Nova Scotia has announced its next steps to improve the sporadic cellular phone coverage in rural areas across the province, committing Wednesday to spend another $18.6 million to build 27 new telecommunication towers.
The government has recently been under pressure to accelerate its plans to increase coverage, after some rural residents didn’t receive emergency alerts during recent weather-related disasters. But Public Works Minister Kim Masland said further improvements won’t be seen immediately.
While cellphone reception is a safety issue, the task of fixing the gaps in coverage will be gradual, she said.
“This is like climbing Mount Everest,” Masland said in an interview Wednesday. “We are at the bottom and we are working our way up. This is going to take time.”
Last October, the provincial government announced an initial investment of $47.3 million to connect the 20,000 civic addresses and 1,010 kilometres of primary roads in Nova Scotia with poor cellular service. As part of that initial funding, Masland said Wednesday that Rogers has been chosen to upgrade 27 existing tower sites and connect them to its network. The telecommunications giant will install wireless broadband capabilities and add generators to the tower locations.
Meanwhile, officials said four mobile towers announced last fall are scheduled to be in place next spring with the remaining new and upgraded sites expected to be ready for service between next summer and the spring of 2027.
Masland said once the 27 new towers and other work announced Tuesday is completed, coverage will be provided to 62 per cent of the province’s underserved areas and to more than 562 kilometres of underserved roads and highways. The overall goal is to eventually reach 99 per cent coverage, she said.

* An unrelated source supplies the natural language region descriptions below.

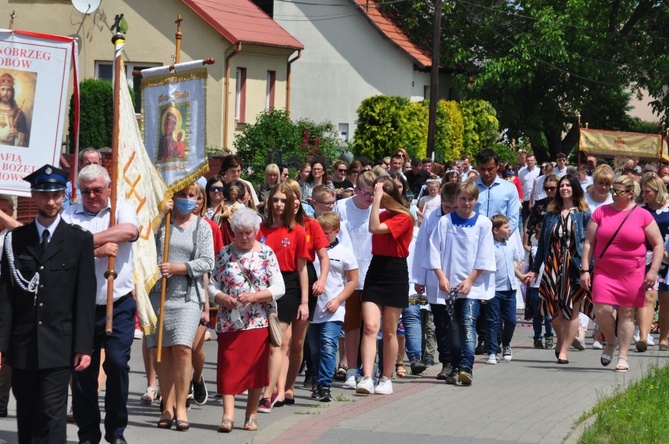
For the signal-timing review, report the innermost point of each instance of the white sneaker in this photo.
(351, 381)
(649, 340)
(365, 386)
(384, 387)
(506, 353)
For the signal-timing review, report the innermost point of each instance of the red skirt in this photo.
(242, 360)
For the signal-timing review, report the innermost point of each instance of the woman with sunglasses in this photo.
(213, 195)
(598, 193)
(560, 249)
(656, 201)
(616, 239)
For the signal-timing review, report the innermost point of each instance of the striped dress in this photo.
(560, 289)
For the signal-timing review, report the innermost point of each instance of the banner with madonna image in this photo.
(173, 109)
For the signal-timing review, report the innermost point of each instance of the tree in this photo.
(542, 62)
(96, 117)
(386, 124)
(273, 138)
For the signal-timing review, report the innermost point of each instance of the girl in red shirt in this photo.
(386, 290)
(288, 241)
(317, 244)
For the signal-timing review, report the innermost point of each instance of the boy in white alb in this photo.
(325, 328)
(462, 257)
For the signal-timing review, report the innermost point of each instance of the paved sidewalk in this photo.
(530, 399)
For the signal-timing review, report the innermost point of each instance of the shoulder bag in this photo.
(616, 233)
(274, 326)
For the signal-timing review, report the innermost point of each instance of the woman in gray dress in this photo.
(191, 256)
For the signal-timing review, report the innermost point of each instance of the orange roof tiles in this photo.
(393, 33)
(242, 21)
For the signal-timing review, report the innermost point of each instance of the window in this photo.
(343, 131)
(269, 95)
(240, 102)
(105, 71)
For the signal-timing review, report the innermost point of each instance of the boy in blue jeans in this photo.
(501, 310)
(461, 255)
(323, 333)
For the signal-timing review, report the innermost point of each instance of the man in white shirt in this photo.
(354, 212)
(93, 214)
(527, 175)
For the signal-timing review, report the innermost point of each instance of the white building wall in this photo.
(345, 60)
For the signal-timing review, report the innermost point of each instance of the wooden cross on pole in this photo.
(178, 36)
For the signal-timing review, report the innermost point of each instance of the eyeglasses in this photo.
(365, 195)
(615, 192)
(88, 191)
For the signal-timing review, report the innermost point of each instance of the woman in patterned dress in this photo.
(190, 257)
(243, 341)
(560, 249)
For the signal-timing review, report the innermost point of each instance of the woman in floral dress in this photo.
(245, 284)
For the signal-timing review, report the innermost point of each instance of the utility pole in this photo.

At a cost of $3.3 million, the mobile towers are to expand coverage for first responders in the West Bay Road, Marble Mountain and Pleasant Bay areas of Cape Breton’s Inverness County; in Framboise in Richmond County, Cape Breton; and in Greenfield, Queens County.
Service Nova Scotia Minister Colton LeBlanc said getting the mobile towers in place isn’t simply a matter of choosing a site and moving ahead. “There is still land acquisition along with federal and provincial regulatory permitting,” LeBlanc said.
The lack of cellphone coverage in areas such as the province’s South Shore and the Annapolis Valley was highlighted during flash flooding from torrential rains that hit the province in July 2023, when people were unable to access emergency alerts or use their phones.
Brett Tetanish, chief of the Brooklyn Volunteer Fire Department, who was among those who responded to flooding emergencies in the Municipality of West Hants, said in an interview earlier this month that continued shortfalls in cellular reception are “very frustrating.”
“I know things take time,” Tetanish said. “But in this day and age with the amount that people pay for cellular service and the way society relies on cellular service, we need it to be improved drastically.”